Jakarta, jurnalsumatra.com – Jack Ma dalam pidato terakhirnya pada 24 Oktober 2020 sempat mengatakan bahwa jangan pernah meremehkan pandemi ini. Pandemi adalah sebuah kekuatan yang menghambat kemajuan manusia tak ubahnya perang dunia II.
Pernyataan itu mengandung makna salah satunya bahwa pandemi harus dihadapi dan ditangani dengan amat sangat serius. Termasuk dalam upaya untuk mengakhirinya atau sekadar melandaikan kurva kasus aktifnya.

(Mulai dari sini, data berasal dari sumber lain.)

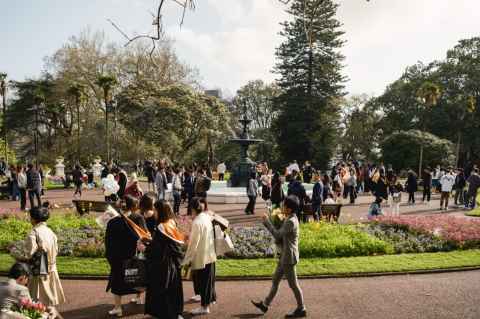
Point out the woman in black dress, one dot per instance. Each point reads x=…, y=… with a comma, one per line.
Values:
x=120, y=246
x=164, y=298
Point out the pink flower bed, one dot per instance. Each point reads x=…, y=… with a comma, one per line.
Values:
x=460, y=230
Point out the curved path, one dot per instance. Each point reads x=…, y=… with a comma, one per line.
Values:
x=437, y=296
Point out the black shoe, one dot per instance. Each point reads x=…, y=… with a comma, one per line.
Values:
x=260, y=305
x=298, y=313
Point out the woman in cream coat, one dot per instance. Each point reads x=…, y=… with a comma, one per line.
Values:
x=44, y=288
x=201, y=257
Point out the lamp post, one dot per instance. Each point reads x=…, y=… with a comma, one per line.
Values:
x=3, y=92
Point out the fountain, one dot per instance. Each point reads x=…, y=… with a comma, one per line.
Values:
x=245, y=166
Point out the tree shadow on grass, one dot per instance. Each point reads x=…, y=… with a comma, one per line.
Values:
x=101, y=312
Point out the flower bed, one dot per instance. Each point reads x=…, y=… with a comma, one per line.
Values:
x=456, y=232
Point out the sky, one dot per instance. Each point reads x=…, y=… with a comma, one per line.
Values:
x=233, y=41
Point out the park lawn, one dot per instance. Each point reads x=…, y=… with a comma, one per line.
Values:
x=307, y=266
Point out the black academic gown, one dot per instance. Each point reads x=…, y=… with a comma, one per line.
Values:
x=164, y=297
x=120, y=245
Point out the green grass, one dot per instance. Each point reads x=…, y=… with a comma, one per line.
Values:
x=307, y=266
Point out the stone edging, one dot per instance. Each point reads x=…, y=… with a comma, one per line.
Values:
x=307, y=277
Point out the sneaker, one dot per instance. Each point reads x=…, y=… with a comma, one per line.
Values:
x=298, y=313
x=117, y=312
x=260, y=305
x=196, y=298
x=200, y=311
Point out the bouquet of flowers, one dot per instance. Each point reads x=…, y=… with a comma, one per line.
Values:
x=31, y=310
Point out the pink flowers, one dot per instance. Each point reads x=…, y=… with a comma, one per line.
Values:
x=457, y=229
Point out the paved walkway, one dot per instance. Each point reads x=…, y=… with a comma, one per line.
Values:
x=438, y=296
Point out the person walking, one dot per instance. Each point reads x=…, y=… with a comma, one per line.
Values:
x=201, y=257
x=34, y=186
x=473, y=186
x=317, y=196
x=164, y=295
x=277, y=194
x=161, y=182
x=427, y=185
x=45, y=288
x=288, y=234
x=77, y=180
x=252, y=193
x=460, y=184
x=121, y=245
x=176, y=190
x=447, y=181
x=22, y=186
x=411, y=186
x=221, y=169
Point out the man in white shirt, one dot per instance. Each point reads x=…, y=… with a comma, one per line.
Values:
x=447, y=182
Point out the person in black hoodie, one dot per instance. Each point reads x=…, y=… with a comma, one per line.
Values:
x=296, y=188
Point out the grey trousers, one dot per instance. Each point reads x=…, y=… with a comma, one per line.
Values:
x=290, y=273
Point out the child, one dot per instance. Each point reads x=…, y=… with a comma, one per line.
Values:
x=396, y=199
x=375, y=209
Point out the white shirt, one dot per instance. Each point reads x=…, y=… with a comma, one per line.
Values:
x=221, y=168
x=201, y=245
x=447, y=181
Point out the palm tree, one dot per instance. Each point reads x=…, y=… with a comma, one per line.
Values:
x=3, y=92
x=107, y=82
x=428, y=95
x=76, y=91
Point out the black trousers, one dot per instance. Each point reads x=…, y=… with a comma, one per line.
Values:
x=31, y=196
x=204, y=284
x=251, y=205
x=23, y=198
x=427, y=193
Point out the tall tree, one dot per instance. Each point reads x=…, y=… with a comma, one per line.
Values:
x=309, y=66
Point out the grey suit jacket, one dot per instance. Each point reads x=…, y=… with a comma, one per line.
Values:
x=11, y=293
x=288, y=234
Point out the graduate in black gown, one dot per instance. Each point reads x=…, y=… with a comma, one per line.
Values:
x=164, y=297
x=121, y=245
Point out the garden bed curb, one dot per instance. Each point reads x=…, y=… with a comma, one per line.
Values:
x=305, y=277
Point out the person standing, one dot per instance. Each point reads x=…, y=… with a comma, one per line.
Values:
x=288, y=234
x=22, y=186
x=277, y=194
x=44, y=288
x=120, y=246
x=252, y=193
x=201, y=257
x=176, y=190
x=411, y=186
x=427, y=185
x=161, y=182
x=164, y=296
x=317, y=196
x=221, y=169
x=446, y=183
x=460, y=184
x=77, y=180
x=34, y=186
x=473, y=186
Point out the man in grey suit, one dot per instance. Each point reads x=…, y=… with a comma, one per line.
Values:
x=288, y=234
x=14, y=289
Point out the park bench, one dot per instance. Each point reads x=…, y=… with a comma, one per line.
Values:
x=86, y=206
x=331, y=211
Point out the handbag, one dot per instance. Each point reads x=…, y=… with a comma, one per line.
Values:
x=39, y=260
x=223, y=242
x=135, y=273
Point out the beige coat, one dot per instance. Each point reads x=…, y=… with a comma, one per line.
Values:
x=201, y=245
x=46, y=289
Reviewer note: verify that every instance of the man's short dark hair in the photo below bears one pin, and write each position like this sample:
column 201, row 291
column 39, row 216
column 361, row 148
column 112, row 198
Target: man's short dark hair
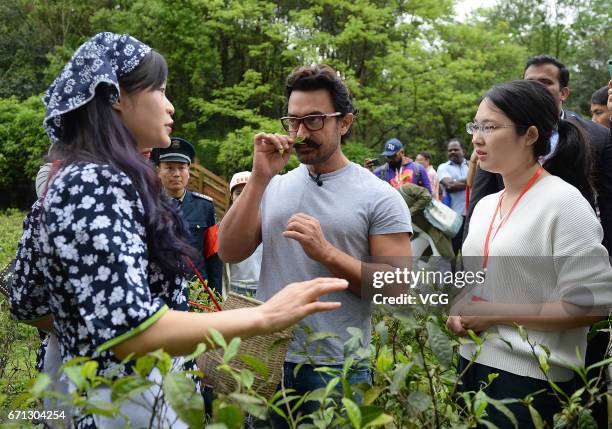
column 547, row 59
column 322, row 76
column 425, row 155
column 600, row 96
column 454, row 140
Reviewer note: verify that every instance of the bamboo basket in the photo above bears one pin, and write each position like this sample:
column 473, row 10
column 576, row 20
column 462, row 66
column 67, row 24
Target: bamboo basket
column 271, row 349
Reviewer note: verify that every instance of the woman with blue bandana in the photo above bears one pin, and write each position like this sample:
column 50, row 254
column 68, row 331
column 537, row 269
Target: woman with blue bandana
column 101, row 260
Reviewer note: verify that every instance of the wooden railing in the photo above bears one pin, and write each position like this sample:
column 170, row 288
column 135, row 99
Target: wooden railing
column 208, row 183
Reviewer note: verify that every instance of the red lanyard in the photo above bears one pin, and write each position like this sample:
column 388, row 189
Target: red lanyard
column 523, row 192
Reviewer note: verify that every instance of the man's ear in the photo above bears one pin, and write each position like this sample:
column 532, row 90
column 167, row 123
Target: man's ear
column 345, row 123
column 532, row 135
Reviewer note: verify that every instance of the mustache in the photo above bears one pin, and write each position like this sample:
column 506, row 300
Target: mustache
column 309, row 143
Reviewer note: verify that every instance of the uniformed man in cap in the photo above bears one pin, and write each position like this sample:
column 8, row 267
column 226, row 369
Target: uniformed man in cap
column 198, row 210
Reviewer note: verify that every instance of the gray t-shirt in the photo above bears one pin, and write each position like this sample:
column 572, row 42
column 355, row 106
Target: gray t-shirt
column 351, row 205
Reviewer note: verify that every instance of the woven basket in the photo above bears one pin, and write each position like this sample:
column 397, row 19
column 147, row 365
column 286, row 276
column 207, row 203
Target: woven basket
column 270, row 349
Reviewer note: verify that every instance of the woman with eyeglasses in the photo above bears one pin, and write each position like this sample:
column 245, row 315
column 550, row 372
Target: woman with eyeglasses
column 539, row 245
column 102, row 264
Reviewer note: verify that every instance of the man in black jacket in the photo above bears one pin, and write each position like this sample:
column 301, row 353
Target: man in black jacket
column 555, row 76
column 198, row 210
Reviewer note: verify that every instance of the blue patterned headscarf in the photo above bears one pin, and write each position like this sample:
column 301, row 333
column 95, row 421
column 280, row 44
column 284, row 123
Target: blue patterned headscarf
column 105, row 58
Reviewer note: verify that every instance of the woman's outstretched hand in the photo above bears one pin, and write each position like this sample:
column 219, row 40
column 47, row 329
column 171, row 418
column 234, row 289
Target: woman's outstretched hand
column 297, row 300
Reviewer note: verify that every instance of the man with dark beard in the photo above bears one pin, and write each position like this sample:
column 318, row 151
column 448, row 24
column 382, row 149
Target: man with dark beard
column 321, row 219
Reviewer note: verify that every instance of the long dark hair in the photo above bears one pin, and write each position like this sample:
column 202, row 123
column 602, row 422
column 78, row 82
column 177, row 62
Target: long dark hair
column 95, row 133
column 528, row 103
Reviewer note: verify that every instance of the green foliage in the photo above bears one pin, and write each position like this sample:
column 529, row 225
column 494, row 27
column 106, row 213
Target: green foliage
column 23, row 144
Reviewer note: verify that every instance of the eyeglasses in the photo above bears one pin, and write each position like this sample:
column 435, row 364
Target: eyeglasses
column 291, row 124
column 486, row 129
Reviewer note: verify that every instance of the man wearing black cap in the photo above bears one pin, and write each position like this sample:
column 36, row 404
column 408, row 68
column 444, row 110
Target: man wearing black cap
column 198, row 210
column 399, row 169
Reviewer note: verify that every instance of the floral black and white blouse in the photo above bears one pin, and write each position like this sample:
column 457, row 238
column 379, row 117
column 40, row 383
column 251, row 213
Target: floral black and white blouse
column 86, row 263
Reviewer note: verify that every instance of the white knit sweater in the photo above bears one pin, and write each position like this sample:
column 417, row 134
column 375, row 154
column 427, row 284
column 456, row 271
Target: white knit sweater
column 549, row 245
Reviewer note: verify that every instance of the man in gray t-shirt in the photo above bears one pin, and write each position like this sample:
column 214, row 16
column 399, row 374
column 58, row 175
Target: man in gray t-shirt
column 320, row 219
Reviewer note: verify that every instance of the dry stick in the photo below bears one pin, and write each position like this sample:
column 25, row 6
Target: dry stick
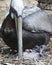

Namun kemudian timbul pertanyaan apakah vaksin akan menjadi solusi selamanya bagi pandemi. Jawabannya semua orang sadar bahwa vaksin bukan solusi 100 persen karena vaksin hanya untuk membuat kekebalan tubuh saja sementara virus masih akan tetap ada di sekitar kita.
Masyarakat harus disadarkan merekalah yang memegang peran penting dalam penyebaran virus corona. Selama masyarakat abai dengan protokol kesehatan seperti masih senang bekerumun, bebas tanpa masker dan menyelepekan kebiasaan cuci tangan maka upaya vaksinasi menjadi seperti menaburi air laut dengan garam.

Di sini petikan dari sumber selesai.